There is a long-term/ongoing shortage of CS majors who took the harder electives (e.g., compilers, OS/kernel internals, assembly, real-time/embedded systems).


as a parent to a non-CS engineering kid, this is where being at a top/rigorous school matters: difficult upper level/grad level is the norm there sometimes as sophomores, and advisors know to encourage the students to challenge themselves too. colleges new to CS were a dime a dozen the past few years: those with low-barrier entry have poorly done curricula. It's like JMU engineering vs stanford/MIT/CMU/princeton/penn, even yale has much more rigor than JMU and they are newer to Engineering and CS. The jobs for average and below CS will disappear. Coursework is key, just like high school but the stakes are higher


Many good public CS and engineering programs are rigorous, because of ABET. ABET also is the accrediting body for CS. One need not be at a “top” institution, but PP is correct to look at curricula before choosing a college. Examples of DMV local public universities with solid CS curricula include at least GMU, VCU, UVa, VT, UMCP, and UMBC.

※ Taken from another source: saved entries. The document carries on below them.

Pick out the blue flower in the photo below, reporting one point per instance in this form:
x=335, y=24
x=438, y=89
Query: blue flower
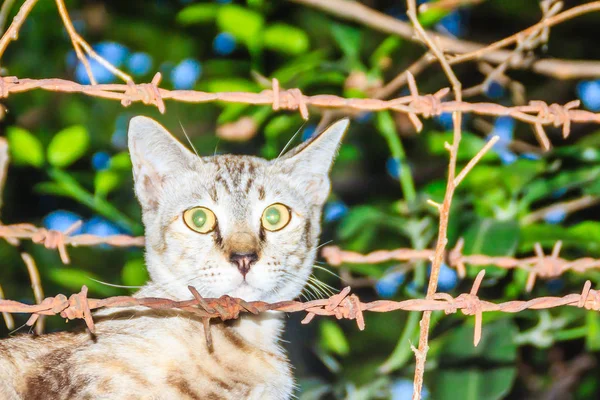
x=99, y=226
x=494, y=90
x=507, y=157
x=393, y=167
x=555, y=286
x=388, y=285
x=101, y=74
x=452, y=24
x=185, y=74
x=445, y=120
x=71, y=59
x=558, y=193
x=334, y=211
x=139, y=64
x=555, y=216
x=447, y=278
x=531, y=156
x=224, y=44
x=402, y=389
x=61, y=220
x=308, y=132
x=504, y=128
x=589, y=93
x=119, y=139
x=112, y=52
x=363, y=118
x=100, y=160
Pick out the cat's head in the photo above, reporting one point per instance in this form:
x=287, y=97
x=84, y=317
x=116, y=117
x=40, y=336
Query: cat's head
x=227, y=224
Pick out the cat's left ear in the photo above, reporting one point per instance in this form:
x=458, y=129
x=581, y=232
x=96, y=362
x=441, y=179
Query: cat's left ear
x=311, y=161
x=156, y=155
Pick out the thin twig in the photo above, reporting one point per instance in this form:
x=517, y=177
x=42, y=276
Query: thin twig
x=567, y=207
x=12, y=33
x=475, y=160
x=341, y=305
x=36, y=285
x=4, y=10
x=442, y=240
x=561, y=69
x=8, y=318
x=80, y=45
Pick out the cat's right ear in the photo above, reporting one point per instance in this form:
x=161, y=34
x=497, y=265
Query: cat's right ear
x=155, y=155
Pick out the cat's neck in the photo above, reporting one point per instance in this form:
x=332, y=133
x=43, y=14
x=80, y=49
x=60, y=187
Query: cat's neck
x=263, y=330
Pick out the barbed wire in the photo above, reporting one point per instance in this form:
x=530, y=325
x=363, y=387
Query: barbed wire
x=53, y=239
x=541, y=265
x=538, y=113
x=342, y=305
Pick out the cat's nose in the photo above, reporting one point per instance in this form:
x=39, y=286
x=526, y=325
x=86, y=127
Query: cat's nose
x=243, y=261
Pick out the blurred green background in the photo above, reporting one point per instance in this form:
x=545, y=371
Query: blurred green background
x=69, y=162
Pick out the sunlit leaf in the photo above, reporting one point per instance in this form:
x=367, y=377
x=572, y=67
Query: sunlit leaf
x=67, y=146
x=25, y=148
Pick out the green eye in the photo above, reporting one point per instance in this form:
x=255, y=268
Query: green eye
x=276, y=217
x=200, y=219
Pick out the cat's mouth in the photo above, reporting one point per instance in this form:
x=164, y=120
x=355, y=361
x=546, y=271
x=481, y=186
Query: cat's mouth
x=246, y=291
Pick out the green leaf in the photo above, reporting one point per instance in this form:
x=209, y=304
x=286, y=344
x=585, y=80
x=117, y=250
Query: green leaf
x=592, y=339
x=25, y=148
x=231, y=85
x=68, y=146
x=121, y=162
x=492, y=238
x=51, y=188
x=74, y=279
x=285, y=39
x=473, y=384
x=567, y=180
x=242, y=23
x=519, y=174
x=198, y=14
x=496, y=346
x=389, y=45
x=333, y=338
x=470, y=145
x=584, y=236
x=105, y=182
x=307, y=63
x=358, y=220
x=348, y=38
x=281, y=124
x=496, y=349
x=134, y=273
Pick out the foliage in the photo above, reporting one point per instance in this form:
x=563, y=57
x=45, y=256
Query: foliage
x=70, y=150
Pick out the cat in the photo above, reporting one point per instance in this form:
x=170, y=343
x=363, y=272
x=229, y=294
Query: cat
x=226, y=224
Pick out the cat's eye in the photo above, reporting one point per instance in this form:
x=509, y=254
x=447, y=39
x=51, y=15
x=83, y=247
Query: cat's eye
x=200, y=219
x=276, y=217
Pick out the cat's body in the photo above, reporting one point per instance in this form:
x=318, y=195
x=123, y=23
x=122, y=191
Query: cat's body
x=234, y=225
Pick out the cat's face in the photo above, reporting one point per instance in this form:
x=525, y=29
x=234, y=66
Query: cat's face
x=235, y=225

I have a kid at UMD. I don't think UMD has that accreditation, however UMBC DOES.
https://amspub.abet.org/aps/name-search?searchType=institution&keyword=Maryland%20College%20Park%20
https://amspub.abet.org/aps/name-search?searchType=institution&keyword=Maryland%20Baltimore%20

*FOR COMPUTER SCIENCE *


Huh. Why isn't UMD ABET-accredited for CS?

It's not important for CS. Stanford, CMU also not ABET credited for CS. No one would say that their programs are not good.

It's not important if the school already has a great reputation for CS. The industry is well aware that the school's curriculum is good and produces good CS grads. UMDCP also produces a lot of CS research papers - usually T10 and has a T75 global reputation.

https://csrankings.org/#/index?all&us

https://www.topuniversities.com/university-subject-rankings/computer-science-information-systems?search=maryland

+1. Unlike any number of other universities, UMD CS isn't even offerred through the school of engineering. Its part of a separate school along with math and the traditional sciences.
Anonymous
Anonymous wrote:Isn’t it just market correction? I remember when being a lawyer was what everybody did after undergrad, and then there were too many lawyers. How is this different? Just because it’s on the STEM side and people never thought there could be too many coders?


100% Yes that's right.
People need to shift.
Anonymous
CS is not “dead”

So many systems are old.

However Project 2025 is alive and well corporations will use selection crews work employees to the bone and remove benefits

This will be for all jobs not just CS

Thanks MAGA you destroyed a great economy low unemployment all for a con man who is going to rob the Uzs treasury blind while you suffer!
Anonymous
Not dead but oversaturated with qualified graduates as well as laid off CS employees.

Best bet is to be self employed or start your own business leveraging AI. That is the future for smart people as corporate culture def no longer gives a f%$# about employees vs profits.
Anonymous
Comp sci goes through boom and bust cycles in hiring. We're in a bust cycle right now. The market is terrible. In 3-5 years, it will be good again.